Generally, where matters of strategy and tactics are concerned, counsel's assistance is deemed constitutionally effective if he chose a particular course that had some reasonable basis designed to effectuate his client's interests. Trial counsel will not be deemed ineffective for failing to assert a claim that would not have been beneficial, or for failing to interview or present witnesses whose testimony would not have been helpful. Nor can a claim or ineffective assistance generally succeed through comparing, by hindsight, the trial strategy employed with alternatives not pursued. A finding that a chosen strategy lacked a reasonable basis is not warranted unless it can be concluded that an alternative not chosen offered a potential for success substantially greater than the course actually pursued.

Commonwealth v. Williams, 732 A.2d 1167, 1189 (Pa. 1999).

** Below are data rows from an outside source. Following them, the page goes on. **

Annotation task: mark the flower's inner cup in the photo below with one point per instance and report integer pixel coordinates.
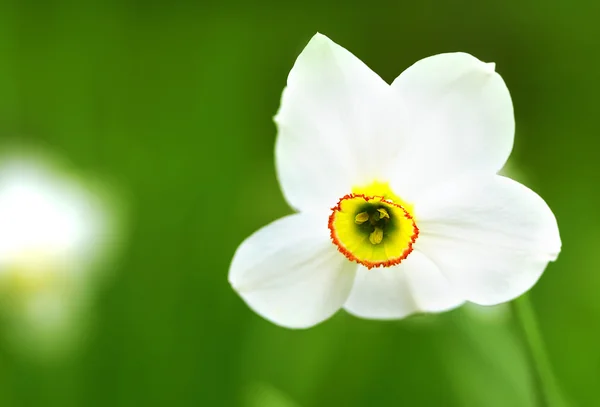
(372, 226)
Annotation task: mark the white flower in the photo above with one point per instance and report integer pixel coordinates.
(400, 206)
(52, 231)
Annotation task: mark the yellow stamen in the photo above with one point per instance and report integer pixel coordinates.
(376, 236)
(383, 213)
(361, 218)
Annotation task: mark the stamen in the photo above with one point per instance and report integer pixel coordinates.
(361, 218)
(383, 213)
(376, 236)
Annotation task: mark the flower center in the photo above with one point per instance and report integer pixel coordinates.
(372, 226)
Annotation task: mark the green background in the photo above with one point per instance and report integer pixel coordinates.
(171, 103)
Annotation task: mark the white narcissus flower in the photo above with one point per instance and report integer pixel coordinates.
(400, 206)
(52, 231)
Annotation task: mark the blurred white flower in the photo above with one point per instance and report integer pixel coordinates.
(400, 206)
(53, 229)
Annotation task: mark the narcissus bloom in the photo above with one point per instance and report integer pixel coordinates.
(400, 207)
(53, 229)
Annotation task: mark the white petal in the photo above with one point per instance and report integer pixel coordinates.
(327, 125)
(491, 238)
(415, 285)
(290, 273)
(45, 213)
(458, 115)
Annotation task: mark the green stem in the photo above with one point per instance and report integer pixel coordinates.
(549, 394)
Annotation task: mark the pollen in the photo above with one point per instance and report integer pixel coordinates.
(373, 227)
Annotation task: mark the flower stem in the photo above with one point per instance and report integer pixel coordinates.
(549, 394)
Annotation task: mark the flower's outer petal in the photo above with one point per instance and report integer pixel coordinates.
(458, 114)
(492, 238)
(327, 125)
(290, 273)
(415, 285)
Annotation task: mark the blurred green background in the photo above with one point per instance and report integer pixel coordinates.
(172, 103)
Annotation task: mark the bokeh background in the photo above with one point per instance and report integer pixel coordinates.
(171, 104)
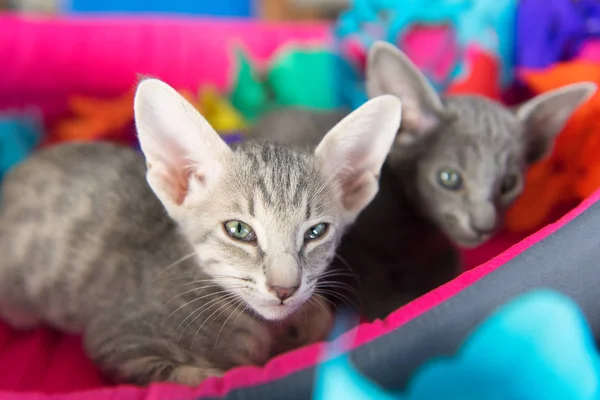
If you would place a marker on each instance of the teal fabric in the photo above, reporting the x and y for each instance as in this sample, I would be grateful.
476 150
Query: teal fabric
19 135
537 347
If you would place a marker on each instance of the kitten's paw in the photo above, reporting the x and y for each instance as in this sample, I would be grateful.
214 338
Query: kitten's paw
310 325
193 376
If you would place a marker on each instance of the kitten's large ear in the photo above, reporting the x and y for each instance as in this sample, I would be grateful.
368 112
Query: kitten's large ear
354 151
183 152
389 71
546 115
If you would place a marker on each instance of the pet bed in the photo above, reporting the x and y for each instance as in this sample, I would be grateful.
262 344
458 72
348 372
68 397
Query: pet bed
51 59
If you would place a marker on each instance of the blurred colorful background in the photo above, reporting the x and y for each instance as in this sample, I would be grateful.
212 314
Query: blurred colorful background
68 69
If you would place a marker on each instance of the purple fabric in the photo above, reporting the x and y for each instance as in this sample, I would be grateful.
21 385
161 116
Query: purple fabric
549 31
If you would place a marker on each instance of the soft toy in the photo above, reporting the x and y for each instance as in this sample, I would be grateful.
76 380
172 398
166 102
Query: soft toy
536 347
478 30
95 119
550 31
112 119
295 76
572 172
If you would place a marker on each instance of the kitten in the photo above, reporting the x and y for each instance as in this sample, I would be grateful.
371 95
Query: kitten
457 163
173 267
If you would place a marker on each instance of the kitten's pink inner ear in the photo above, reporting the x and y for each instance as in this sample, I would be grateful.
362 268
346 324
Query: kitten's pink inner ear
175 183
354 189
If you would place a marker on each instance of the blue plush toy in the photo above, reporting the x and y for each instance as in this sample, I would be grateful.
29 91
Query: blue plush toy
537 347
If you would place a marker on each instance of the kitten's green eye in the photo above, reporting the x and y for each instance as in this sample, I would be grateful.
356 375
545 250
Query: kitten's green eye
239 230
508 183
450 179
315 232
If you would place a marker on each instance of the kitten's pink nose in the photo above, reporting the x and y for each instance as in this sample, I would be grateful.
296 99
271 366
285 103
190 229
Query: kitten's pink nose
282 292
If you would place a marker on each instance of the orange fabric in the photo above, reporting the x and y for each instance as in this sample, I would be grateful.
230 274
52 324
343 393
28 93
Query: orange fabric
572 172
95 119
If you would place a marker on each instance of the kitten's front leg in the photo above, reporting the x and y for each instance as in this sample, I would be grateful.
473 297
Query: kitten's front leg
137 356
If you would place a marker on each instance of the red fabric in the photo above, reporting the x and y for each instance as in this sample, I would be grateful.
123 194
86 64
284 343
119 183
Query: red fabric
47 362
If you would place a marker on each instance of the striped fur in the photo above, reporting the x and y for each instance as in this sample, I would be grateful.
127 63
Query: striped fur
404 243
131 249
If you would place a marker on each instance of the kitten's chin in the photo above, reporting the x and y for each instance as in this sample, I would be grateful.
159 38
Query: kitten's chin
275 311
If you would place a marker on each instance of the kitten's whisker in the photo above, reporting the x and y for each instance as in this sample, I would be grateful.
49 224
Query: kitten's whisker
182 259
239 302
203 309
229 302
192 301
222 280
338 285
339 296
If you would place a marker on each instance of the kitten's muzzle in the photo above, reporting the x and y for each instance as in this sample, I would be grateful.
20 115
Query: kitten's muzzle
283 293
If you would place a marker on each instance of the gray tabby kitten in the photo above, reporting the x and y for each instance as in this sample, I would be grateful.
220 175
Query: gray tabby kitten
457 163
178 276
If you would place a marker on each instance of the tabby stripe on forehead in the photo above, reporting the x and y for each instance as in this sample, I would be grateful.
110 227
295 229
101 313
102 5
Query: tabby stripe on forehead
255 164
266 195
251 205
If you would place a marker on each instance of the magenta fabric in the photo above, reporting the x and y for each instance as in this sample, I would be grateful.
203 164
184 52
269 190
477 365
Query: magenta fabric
53 58
46 362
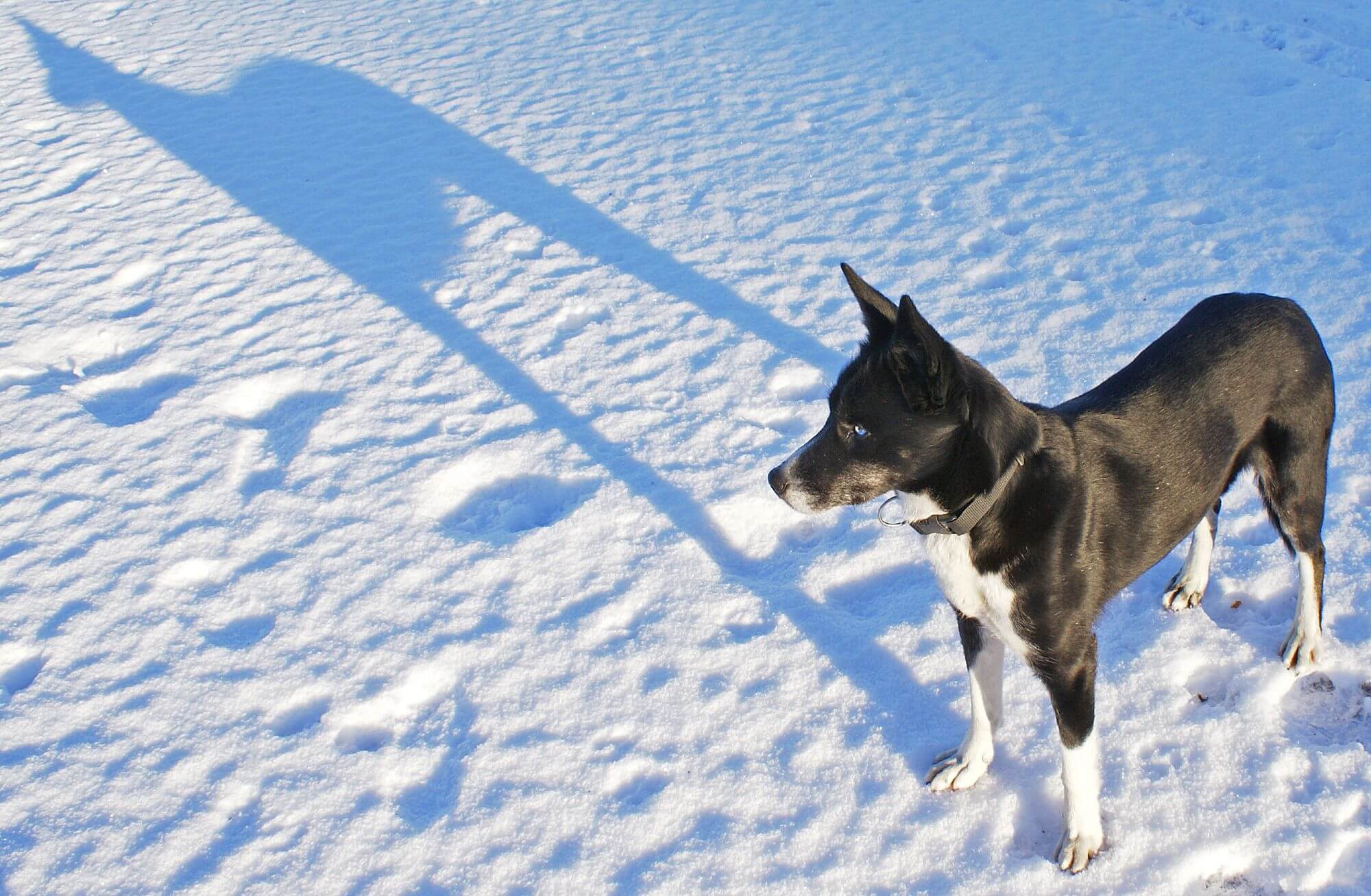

The particular standards for ineffectiveness relating to failure to call witnesses are as follows:

In order to establish a claim for ineffective assistance of counsel based on the failure to call a witness or witnesses, a defendant must establish that: (1) the witness existed; (2) the witness was available to testify; (3) counsel was informed of the existence of the witness or where counsel should otherwise have known of him; (4) the witness was prepared to cooperate and testify for defendant at trial; and (5) the absence of the testimony prejudiced defendant so as to deny him a fair trial.

Commonwealth v. Ervin, 766 A.2d 859, 865 (Pa. Super. 2000). (Doc. 12-2, pp. 8-9). The above standard of review utilized by the state court demonstrates that the state court decision constituted a fair application of clearly established federal law. Consequently, the petition will be denied with respect to the ineffective assistance of counsel claims. IV. Conclusion

Based on the foregoing determination that a number of Ramzee's claim are procedurally defaulted, and that the remaining claims (which are fully exhausted and properly considered on the merits) are meritless, the petition for writ of habeas corpus will be denied.

An appropriate order will issue.

ORDER

AND NOW, this 20th day of December, 2006, upon consideration of the petition for writ of habeas corpus (Doc. 1), and for the reasons set forth in the accompanying memorandum, it is hereby ORDERED that:

1. The petition for writ of habeas corpus (Doc. 1) is DENIED.

2. A certificate of appealability is DENIED. See 28 U.S.C. § 2253(c).

3. The Clerk of Court is directed to CLOSE this case.